A planned protest was called off this week after the Coroner’s Court set a date of November 23 for the latest hearing into the nightclub disaster.

Speaking previously to sundayworld.com, Stardust campaigner and survivor Antoinette Keegan demanded that the coroner now set a date for the inquest.

“We need the coroner to give us a start date now,” she said. “We’ve waited long enough.

“It’s actually a disgrace. This is the biggest inquest in the history of the State but at this rate it’s also going to be the longest.

“Why delay any longer?
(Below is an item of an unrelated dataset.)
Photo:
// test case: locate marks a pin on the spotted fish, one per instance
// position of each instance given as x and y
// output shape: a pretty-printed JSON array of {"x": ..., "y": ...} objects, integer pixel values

We’re ready to move, our legal team is ready, everyone is ready but we need a start date and the sooner the better, so we can all move on.

“It’s going to be horrendous,” Antoinette added. “We're going to hear things that we've never heard before (from the evidence) but it needs to be done.

“The Attorney General ordered the new inquest in 2019 and here we are going towards 2023 and not one single hearing has taken place.”

She was speaking after a decision by the High Court to reject a challenge by former Stardust manager Eamon Butterly to the new inquest into the deaths of 48 people at the Dublin nightclub more than 41 years ago.

He and his family owned the club at the time the fire broke out in the early hours of Valentine's Day 1981.

Mr Butterly wanted the court to rule that a verdict of unlawful killing was not open to the jury at the inquest and that the coroner should give the jury this direction at the outset.

However, Mr Justice Charles Meenan found a verdict of unlawful killing was permitted where no person was identified or identifiable as being responsible for the killing.